Organization: We take the organization of our paper and presentation of our contributions seriously as concerns, and appreciate the feedback. We would like to kindly request that the reviewer provide some more specific feedback on our organization and presentation. Re: our contributions, all of our key results are described in Section 1.1 (with corresponding formal statements as Theorems 1-4), and compared to prior work in Section 1.2.

Q1: Indeed, the k-heavy-tailed assumption applies to more situations than the uniform Lipschitz assumption, as a distribution can be kk-heavy-tailed but not \infty-heavy-tailed. However, there is a tradeoff in the gains achievable for finite kk. Our work is the first to obtain an algorithm that gives the best possible tradeoff up to logarithmic factors.

In practice, differentially private neural networks are trained with clipped gradients (see [ACG+16]), due to outliers which create undesirable tail behavior. For more problems in practice where the kk-heavy-tailed assumption is a more appropriate model than the uniform Lipschitz assumption, we refer the reviewer to the reference [WXDX20], which discusses how biomedicinal and financial research often use heavy-tailed modeling. More generally, power laws are heavy-tailed, and used to model many phenomena in the sciences. We will add additional discussion of this motivation; thank you for raising this point.

Regarding the relative strength of these assumptions, for k>kk’ > k, the kk’-heavy-tailed assumption is stronger than the kk-heavy-tailed assumption (with appropriate parameters), as a variable can have a finite kk-th moment but not a finite kk'-th moment. In this sense, as uniform Lipschitzness is an \infty-heavy-tailed assumption, it is the strongest.

Q2: We compared our bounds to existing work in Lines 57-61 of the submission, as well as more in depth in Section 1.3. The heavy-tailed DP-SCO problem is relatively new, and few theoretical guarantees are provided by the literature. The two most relevant works are of [KLL22] and [LR23]: the first requires stringent conditions (such as uniformly smooth loss functions) to guarantee optimality, whereas the former obtains sub-optimal rates that can be polynomially worse than ours. We close the gap left by these prior works, achieving the first near-optimal rate, as well as generalizations in many settings (smooth and/or GLM).

We were not sure if the reviewer meant how our Assumption 1 compared to previous definitions of the problem. Our problem statement is the same as in [LR23]. The problem definition is phrased slightly differently in [WXDX20, KLL22], using a (in our opinion, less natural) coordinatewise bound; we chose the definition consistent with more of the literature, e.g. previous works on private mean estimation [BD14], and uniform Lipschitz DP-SCO.

Q3: We believe all of our algorithms have complete analyses and proofs. For example, Theorem 1 is proven in Section 3 and Appendix A, with a fully specified algorithm description. We are happy to address your concerns, but we would like to again kindly request that the reviewer be specific about which missing convergence analyses they refer to.

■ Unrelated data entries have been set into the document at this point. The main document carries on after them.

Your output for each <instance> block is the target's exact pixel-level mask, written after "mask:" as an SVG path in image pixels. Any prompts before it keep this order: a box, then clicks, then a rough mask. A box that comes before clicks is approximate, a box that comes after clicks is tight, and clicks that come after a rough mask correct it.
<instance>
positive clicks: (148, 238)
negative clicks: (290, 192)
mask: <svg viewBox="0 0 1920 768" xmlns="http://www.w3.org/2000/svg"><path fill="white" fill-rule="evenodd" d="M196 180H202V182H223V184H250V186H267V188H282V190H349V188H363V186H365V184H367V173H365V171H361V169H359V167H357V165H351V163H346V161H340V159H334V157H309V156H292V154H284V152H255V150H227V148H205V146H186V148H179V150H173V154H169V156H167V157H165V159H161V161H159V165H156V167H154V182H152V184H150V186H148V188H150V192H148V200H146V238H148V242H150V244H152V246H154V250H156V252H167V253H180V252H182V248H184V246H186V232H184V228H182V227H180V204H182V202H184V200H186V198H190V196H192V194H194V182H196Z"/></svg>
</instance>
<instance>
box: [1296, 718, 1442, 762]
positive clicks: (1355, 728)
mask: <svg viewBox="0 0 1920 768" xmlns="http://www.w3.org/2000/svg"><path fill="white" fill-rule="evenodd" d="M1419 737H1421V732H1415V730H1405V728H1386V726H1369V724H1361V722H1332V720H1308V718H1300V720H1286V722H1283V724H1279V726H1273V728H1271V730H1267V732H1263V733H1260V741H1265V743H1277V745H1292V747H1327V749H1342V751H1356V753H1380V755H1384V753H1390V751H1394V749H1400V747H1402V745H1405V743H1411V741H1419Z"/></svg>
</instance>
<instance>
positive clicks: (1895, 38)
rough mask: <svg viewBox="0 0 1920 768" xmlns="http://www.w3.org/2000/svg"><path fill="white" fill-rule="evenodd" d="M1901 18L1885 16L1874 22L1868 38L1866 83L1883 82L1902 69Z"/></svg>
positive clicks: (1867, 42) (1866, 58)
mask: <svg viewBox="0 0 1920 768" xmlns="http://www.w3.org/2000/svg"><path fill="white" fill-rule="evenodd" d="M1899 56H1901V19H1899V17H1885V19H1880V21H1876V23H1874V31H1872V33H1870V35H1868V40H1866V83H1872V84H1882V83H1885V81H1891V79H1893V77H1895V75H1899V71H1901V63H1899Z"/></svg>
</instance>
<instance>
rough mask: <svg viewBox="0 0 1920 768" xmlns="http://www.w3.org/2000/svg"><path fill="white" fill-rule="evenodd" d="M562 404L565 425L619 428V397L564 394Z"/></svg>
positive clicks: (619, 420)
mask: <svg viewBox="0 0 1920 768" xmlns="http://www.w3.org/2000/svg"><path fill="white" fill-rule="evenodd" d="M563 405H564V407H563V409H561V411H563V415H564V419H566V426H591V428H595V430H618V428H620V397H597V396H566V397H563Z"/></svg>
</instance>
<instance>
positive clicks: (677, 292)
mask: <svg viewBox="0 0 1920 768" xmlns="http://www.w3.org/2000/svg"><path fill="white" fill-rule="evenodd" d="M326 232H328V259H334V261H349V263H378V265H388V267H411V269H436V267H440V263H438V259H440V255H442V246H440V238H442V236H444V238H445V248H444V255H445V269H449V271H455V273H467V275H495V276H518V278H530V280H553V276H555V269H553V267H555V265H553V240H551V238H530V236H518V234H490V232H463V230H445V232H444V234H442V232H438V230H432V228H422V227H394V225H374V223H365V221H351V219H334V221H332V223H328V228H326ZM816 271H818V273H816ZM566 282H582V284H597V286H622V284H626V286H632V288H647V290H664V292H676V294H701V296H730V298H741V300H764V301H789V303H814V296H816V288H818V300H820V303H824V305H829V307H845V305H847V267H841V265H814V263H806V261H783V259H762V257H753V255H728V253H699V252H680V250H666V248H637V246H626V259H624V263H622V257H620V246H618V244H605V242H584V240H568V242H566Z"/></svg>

We appreciate that you found our research solid and our descriptions comprehensive, providing a good foundation for the problem. We hope our response was clarifying, and that it elevates our contributions from your viewpoint. Thank you for your feedback again.

最终决定

This work studies differentially-private stochastic convex optimization (DP-SCO) under heavy-tailed (stochastic gradient) settings. Its main results are in closing the gap between upper and lower bounds for this problem. At the technical level the work puts forth some nonstandard ideas in this literature, such as using a population-localization approach (whereas it is far more typical to use empirical localization which is also simpler), and SVT as a privacy budget control under clipping. There were some concerns about the paper not containing a conclusions section or numerical experiments.

Overall, I think this paper makes enough contributions and merit to warrant publication at NeurIPS.